Blood Blockade Battlefront, episode 9
Not a great episode. It had its moments, and there was important information in it, but its easily the weakest episode BBB has turned out to date. The mission given to White/Mary at the end of the episode was a letdown, as the fact that she was given it, and the nature of it, has been done to death in other anime, and in all sorts of other media. There was also a lot of words words words with little content from Black/William’s darker half while he hung out at Coney Island with Aligura and Femt, and although I did carefully follow it, I could discern little substance. Perhaps it’ll all become clearer in the future.
It struck me as funny the revelation that White and Black are probably Irish. Wow, Irish folk ending up in the Boston-NYC corridor? Now there’s something that’s true to life! Their father saying they’re like alcohol, black and white, is a reference to Guinness. I’d argue the foam looks more cream-colored than white, but, hey, they’ve been making the stuff for a lot longer than I’ve been alive, so I’ll have to defer to them. ‘Mary’ is a suitable name (thank you for not choosing one of those plastic paddy ones like Erin), granted it’d be more expected were this show set in 1975, but ‘William’? Was ‘Joseph’ going to make it too biblical? Surely ‘Patrick’ would’ve suited just as well. As it is, you’ve got images of the Glorious Revolution dancing in my head!
Triage X, episode 8
Best censorship of the year! Naked pelvic areas rendered as black holes? Absolutely, yes, sign me up!
This episode was yet another in which what is clearly meant to be emotionally weighty cannot be simply since the things which go on develop and climax (hurr hurr) too quickly for them to have much impact. I have no idea if this is solely an issue with the anime, or if this was a problem that the manga had, too.
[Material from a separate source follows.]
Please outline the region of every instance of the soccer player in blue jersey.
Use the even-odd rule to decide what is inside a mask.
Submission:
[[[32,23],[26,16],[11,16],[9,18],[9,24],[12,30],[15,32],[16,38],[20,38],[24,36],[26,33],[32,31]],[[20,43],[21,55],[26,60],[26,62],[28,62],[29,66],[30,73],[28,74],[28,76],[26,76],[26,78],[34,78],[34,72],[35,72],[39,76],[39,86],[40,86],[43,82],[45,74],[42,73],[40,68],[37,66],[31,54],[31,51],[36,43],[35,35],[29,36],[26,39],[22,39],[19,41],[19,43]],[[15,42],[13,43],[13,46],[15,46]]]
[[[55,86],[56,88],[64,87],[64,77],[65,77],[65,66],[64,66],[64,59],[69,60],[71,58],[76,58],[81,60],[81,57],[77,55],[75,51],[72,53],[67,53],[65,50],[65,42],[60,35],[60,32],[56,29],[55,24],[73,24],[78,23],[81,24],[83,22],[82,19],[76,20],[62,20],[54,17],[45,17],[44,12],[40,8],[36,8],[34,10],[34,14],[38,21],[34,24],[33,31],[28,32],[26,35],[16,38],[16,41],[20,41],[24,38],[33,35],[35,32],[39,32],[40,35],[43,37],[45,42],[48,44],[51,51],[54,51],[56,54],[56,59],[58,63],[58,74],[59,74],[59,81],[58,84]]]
I’ll be able to tell you if the manga more broadly has pacing issues in the near-ish future as I intend to pick up the first volume, though. Ten episodes is just too short.
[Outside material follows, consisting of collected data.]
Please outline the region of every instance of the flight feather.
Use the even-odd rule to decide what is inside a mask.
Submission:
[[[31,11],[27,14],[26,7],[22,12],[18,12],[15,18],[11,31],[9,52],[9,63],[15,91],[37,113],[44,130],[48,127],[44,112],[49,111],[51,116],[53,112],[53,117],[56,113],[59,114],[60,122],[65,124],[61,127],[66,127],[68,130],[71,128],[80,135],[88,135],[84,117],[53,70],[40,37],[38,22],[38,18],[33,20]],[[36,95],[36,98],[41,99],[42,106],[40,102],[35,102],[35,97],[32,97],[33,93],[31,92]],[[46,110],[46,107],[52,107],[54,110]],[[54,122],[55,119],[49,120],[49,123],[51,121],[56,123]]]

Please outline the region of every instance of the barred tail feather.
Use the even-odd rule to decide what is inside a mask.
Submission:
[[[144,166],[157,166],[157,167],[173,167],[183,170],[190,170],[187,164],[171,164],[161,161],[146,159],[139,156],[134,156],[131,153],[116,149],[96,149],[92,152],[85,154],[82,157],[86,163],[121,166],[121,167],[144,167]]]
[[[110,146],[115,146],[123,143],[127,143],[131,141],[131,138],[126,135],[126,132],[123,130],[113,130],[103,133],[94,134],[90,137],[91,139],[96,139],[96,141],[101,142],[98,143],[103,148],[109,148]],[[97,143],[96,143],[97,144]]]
Sound! Euphonium, episodes 3-8
I’ve already waxed upon this a bit elsewhere, so I won’t get into this too much. I just want to add that… hmm, I’m impressed with the character development? Except I’m not – its quite good, but KyoAni has shown in the past that it can have a very deft hand with characterization, as we particularly saw with Hyouka, although Tamako Market and Free! both managed to develop some (but certainly not all!) of their characters quite skillfully. Surveying the season, Kumiko is my favorite character of the season, despite her show needing a second chance for it to catch on with me.
Vampire Holmes, episode 8
It’s gotten worse! This marked at least the third episode in a row where roughly 90 seconds of the runtime was taken up by a shill for the mobile phone game Vampire Holmes. Even in the episode itself, we got quite a bit of animation recycled from previous episodes – I’ve had plenty of Holmes lounging “sexily” to last me a lifetime. That being said, I sort of… enjoyed this episode. A new character, the demon cat Kira, has been added to the mix, and its mildly amusing the watch him/her (they don’t specify and I don’t think it matters…) being cagey about where she’s been for the rest of the show.
By the way, I’ve written bios for all the characters in Vampire Holmes for My Anime List. I sure hope they get approved! THEY GOT APPROVED!!!!